C) Tout ce qui, « contraire à la vérité, n’intéresse la justice en aucune sorte » n’est pas
UNIQUEMENT fiction

- La propagande à destination des ménages crée par le gouvernement Américain lors de la


guerre du Vietnam pour « l’emporter dans l’esprit des gens » ne portait pas atteinte à la
justice puisque ces « images fabriquées pour la consommation domestique étaient un
usage du « soft power » Américain

- Dans La crise de la Culture, Annah Arendt parle de l’opinion. Celle-ci est contraire à la
vérité puisque polarisée par l’avis personnel, ne porte pas atteinte à la justice mais n’est
pas pour autant du registre de la fiction. Arendt Remarque la frêle différence entre
« mensonge » et opinion : « Lorsqu’un menteur, ne disposant pas du pouvoir nécessaire
pour imposer ses mensonges, ne s’appesantit pas sur le caractère évangélique de son
affirmation mais prétend qu’il s’agit de son « opinion » pour laquelle il invoque son droit
constitutionnel »

- Dans Les Liaisons Dangereuses, lorsque Valmont et Merteuil jouent les entremetteurs
entre Sophie Volanges et Danceny, aucune atteinte n’est portée à la justice puisque les
deux jeunes gens sont naturellement attirés l’un par l’autre. Ce jeu d’influences
« contraire à la vérité », n’est pas pour autant fiction puisqu’il traduit un défi à relever
pour Merteuil : « il serait honteux que nous ne fissions pas ce que nous voulons de deux
enfants. »

Ainsi « tout ce qui [est] contraire à la vérité et blesse la justice en quelque façon que ce soit, est
mensonge » puisqu’il s’agit pour le menteur, de tronquer la vérité de faits par l’usage de la mise en
scène ou du discours, dans le but de nuire à sa victime.

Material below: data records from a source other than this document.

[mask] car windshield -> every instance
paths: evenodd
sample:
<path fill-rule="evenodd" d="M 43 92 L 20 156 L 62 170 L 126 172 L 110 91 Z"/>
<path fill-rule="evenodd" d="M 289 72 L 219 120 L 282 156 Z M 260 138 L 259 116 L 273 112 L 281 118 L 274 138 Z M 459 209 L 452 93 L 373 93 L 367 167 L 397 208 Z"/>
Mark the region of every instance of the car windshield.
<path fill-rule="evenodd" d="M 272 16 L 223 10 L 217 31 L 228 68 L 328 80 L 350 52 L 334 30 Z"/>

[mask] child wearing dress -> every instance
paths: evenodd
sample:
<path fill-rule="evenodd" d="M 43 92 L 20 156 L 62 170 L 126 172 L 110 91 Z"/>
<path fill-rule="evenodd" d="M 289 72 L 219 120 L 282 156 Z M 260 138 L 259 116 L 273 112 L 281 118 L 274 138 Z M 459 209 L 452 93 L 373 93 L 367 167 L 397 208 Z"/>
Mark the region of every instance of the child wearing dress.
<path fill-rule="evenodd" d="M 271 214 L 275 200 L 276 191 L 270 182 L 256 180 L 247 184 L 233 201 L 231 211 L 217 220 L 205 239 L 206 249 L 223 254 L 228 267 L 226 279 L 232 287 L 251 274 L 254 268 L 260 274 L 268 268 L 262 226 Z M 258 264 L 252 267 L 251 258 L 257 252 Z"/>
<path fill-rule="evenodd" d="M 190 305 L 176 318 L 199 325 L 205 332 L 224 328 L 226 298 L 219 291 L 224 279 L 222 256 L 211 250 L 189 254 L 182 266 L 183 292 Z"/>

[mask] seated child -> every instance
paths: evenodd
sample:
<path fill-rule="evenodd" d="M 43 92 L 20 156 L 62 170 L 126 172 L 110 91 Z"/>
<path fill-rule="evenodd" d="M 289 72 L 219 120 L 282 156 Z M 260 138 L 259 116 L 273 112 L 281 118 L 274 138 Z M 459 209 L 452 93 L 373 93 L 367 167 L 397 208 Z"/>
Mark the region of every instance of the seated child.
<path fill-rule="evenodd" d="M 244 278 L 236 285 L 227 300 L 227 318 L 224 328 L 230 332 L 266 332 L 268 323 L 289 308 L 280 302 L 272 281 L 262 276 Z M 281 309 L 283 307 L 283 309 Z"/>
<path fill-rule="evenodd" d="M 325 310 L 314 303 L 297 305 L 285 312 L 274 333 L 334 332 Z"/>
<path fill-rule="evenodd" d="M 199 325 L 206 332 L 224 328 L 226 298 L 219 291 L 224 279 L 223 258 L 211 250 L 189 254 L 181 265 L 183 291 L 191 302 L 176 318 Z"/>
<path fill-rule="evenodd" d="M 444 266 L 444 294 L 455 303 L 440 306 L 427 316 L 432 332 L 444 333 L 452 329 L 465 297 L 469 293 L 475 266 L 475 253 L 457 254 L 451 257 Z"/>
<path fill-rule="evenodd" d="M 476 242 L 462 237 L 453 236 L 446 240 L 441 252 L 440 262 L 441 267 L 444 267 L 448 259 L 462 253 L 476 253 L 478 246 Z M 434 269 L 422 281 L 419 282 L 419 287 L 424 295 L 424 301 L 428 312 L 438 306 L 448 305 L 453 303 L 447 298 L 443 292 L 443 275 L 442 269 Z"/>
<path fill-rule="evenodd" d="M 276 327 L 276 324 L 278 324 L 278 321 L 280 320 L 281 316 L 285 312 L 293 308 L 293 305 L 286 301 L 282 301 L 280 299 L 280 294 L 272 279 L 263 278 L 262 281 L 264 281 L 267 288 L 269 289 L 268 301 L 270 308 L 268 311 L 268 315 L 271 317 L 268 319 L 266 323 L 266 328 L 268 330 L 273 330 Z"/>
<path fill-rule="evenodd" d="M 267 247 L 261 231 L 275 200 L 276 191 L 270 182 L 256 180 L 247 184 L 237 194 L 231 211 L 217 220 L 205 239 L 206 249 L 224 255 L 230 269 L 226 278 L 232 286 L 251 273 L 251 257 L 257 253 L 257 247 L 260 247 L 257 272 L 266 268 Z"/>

Dès lors un rapport de supériorité s’établit
entre les deux, et il semble qu’alors ce soit la nature du « mensonge » est d’être injuste

Cependant cette limite est loin d’être « exacte », puisque certains mensonges ont pour vocation de
faire le bien, ou encore de préserver la sauvegarde de la « justice », et la définition du mensonge
comme étant « contraire à la vérité » est limitée puisqu’elle ne considère pas certains cas ou le
menteur utilise des demi-vérités.

Enfin, même s’il est vrai que la fiction est « contraire à la vérité », elle peut avoir pour enjeu la justice,
de par l’enseignement moral qu’elle prodigue. De ce fait, la « limite exact » entre mensonge et fiction
peut être remise en cause, notamment avec le concept d’opinion qui, sans être fiction, possède des
caractéristiques propres au mensonge sans pour autant s’opposer à la justice.